I need to quantify the degree of "reactive oxygen species" supression induced by an anti-cancer compound in our lab. In particular, I am interested in monitoring superoxide levels, but peroxide concentrations may also be important, since the two are related through dismutation.

So far, both with live cells and lysates, I have found the traditional methods (cytochrome C, NBT, phenol red oxidation, etc.) to be rather lacking in specificity. The problem is that all of these methods respond to other species in the milieu, such that the signal I observe is more due to general cell metabolic health than it is to ROS concentration.

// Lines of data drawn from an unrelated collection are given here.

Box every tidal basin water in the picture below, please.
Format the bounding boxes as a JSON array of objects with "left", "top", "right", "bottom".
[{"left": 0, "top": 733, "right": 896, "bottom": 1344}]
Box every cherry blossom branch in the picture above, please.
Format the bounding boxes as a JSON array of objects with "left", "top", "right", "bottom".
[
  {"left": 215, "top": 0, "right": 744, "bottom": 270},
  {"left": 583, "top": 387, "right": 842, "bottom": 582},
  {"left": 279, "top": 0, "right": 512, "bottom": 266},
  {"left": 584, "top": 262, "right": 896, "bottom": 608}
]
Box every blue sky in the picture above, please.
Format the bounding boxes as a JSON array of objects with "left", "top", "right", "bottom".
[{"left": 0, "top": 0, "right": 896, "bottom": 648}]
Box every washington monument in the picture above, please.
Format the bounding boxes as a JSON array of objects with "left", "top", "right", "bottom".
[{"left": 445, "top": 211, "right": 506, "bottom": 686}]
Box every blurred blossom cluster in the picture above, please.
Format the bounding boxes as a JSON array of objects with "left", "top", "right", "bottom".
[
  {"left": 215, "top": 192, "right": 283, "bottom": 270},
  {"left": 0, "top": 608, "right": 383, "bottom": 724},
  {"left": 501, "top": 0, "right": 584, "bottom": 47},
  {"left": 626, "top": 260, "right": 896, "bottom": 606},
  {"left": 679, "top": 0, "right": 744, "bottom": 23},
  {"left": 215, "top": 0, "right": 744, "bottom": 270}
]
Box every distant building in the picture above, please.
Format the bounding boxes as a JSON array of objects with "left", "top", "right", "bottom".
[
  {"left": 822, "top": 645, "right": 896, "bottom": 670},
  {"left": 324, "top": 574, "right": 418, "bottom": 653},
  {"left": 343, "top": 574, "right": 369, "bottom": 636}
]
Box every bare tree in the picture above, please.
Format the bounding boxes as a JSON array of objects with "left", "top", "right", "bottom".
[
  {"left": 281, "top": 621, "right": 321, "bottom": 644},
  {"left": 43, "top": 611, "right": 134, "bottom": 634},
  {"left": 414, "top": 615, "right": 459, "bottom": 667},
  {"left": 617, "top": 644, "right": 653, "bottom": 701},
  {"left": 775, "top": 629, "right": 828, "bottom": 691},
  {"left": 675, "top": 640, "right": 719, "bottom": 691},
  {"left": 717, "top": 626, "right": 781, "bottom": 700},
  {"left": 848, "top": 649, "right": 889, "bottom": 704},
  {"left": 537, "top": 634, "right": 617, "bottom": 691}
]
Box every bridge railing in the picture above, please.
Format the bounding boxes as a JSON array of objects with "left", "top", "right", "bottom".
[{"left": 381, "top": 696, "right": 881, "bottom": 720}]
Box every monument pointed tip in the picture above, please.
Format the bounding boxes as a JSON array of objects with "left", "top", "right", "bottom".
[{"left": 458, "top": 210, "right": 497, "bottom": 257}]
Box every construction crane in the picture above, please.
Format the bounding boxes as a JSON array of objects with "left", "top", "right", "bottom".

Does anybody know of a more selective method for determining either superoxide or peroxide?

Thank you!

-chemist_guy-

I know of a pretty good way to detect peroxide in lysates but not in cells. We use a kit called Amplex Red Acetylcholine detection kit. The final step of the reaction used in this colormetric assay is that of Horseradish peroxidase on H2O2 reacting with their compound resorufin turning from a clear to purple-ish. compound. You can get this kit from Invitrogen. In your case you would not need to add the other enzymes (choline oxidase and acetylcholinesterase in the mix. I don't know however if you can get just HRP and resorufin individually. Activity is based on the fluorescence (excitaton ~545 and emmission ~590). Hope this can be of help.

-Captain_DNA-

Thanks Captain!

I shall order some resorufin (already have lots of HRP).

Still looking for a better superoxide method if anyone knows one.

Cheers.

-chemist_guy-

What we do in our lab to monitor the levels of ROS is to measure the extent of the damage they've induced. In our model, astrocytes and motor neurons, we perform IHQ against nitrotyrosine, a footprint for peroxynitrite mediated damage.